A suggested trading approach is to maintain a short position on USD/JPY, aiming for a target of 142 and setting a stop above 152. This strategy reflects confidence in the JPY’s capacity to offset USD weakness effectively.

We believe the Japanese Yen is poised to be the primary force driving the US dollar lower in the coming months. The move in USD/JPY has not fully caught up to underlying economic signals, suggesting there is more room for it to fall. As of this week, the pair is hovering just under 149, making the current levels an attractive entry point for new short positions.

Pressure is building on the Bank of Japan to act more decisively, especially after last month’s national core CPI for July 2025 came in at 2.8%, stubbornly above their target. This follows the strong wage growth figures we saw confirmed from the Shunto negotiations earlier in the year. These factors are fueling market expectations for another rate hike before year-end, which would directly strengthen the yen.

Weakening Case For Holding Dollars

At the same time, the case for holding dollars is weakening, especially following the softer-than-expected US retail sales report for July 2025. We also see continued diversification away from the dollar, a trend that accelerated after the contentious debt ceiling negotiations we witnessed back in the spring of 2025. This environment supports a narrowing of the interest rate difference between the US and Japan.
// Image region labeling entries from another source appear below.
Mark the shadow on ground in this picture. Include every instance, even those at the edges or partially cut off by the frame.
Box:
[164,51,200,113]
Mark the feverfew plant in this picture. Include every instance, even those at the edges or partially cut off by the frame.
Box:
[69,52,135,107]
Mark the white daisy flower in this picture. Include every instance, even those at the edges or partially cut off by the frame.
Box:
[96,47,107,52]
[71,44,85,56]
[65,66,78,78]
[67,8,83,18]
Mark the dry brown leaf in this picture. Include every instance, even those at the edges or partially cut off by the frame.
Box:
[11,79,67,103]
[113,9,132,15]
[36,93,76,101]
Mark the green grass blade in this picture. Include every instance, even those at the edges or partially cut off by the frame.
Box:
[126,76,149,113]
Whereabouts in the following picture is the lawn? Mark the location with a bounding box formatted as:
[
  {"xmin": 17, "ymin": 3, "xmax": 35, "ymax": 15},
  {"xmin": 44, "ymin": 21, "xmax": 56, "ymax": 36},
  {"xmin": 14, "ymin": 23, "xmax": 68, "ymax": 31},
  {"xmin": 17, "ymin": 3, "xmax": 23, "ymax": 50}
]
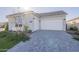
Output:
[
  {"xmin": 67, "ymin": 31, "xmax": 79, "ymax": 41},
  {"xmin": 0, "ymin": 31, "xmax": 29, "ymax": 52}
]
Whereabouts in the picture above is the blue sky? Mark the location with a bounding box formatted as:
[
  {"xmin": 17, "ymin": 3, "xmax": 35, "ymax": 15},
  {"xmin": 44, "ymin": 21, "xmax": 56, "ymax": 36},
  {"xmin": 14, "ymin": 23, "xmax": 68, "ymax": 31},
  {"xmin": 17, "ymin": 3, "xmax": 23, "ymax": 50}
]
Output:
[{"xmin": 0, "ymin": 7, "xmax": 79, "ymax": 22}]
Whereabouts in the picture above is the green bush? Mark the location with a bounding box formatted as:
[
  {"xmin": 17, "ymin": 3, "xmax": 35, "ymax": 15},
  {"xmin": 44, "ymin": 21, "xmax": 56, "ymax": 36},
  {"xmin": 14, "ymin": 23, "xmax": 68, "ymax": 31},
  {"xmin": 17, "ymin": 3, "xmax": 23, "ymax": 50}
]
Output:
[
  {"xmin": 0, "ymin": 32, "xmax": 29, "ymax": 51},
  {"xmin": 5, "ymin": 23, "xmax": 8, "ymax": 31},
  {"xmin": 70, "ymin": 26, "xmax": 78, "ymax": 31}
]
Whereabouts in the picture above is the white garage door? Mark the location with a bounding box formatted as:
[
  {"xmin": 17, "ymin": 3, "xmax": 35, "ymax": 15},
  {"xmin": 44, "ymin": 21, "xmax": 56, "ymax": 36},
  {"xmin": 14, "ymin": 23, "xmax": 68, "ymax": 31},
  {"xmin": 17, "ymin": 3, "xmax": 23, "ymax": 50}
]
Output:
[{"xmin": 41, "ymin": 19, "xmax": 64, "ymax": 30}]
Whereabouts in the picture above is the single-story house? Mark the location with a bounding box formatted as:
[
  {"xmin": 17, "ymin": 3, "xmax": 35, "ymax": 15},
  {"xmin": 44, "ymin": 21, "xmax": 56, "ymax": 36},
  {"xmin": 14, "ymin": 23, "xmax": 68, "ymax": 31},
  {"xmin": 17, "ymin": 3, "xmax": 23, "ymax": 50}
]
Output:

For derivatives traders, this outlook suggests buying JPY call options or USD put options to capitalize on a falling USD/JPY exchange rate. Given the clear target of 142, put options with strike prices around 145 or 144 offer a defined-risk way to position for this move. Selling out-of-the-money USD/JPY call options with strikes above the 152 stop level could also be a strategy to generate income, assuming the pair does not rally significantly.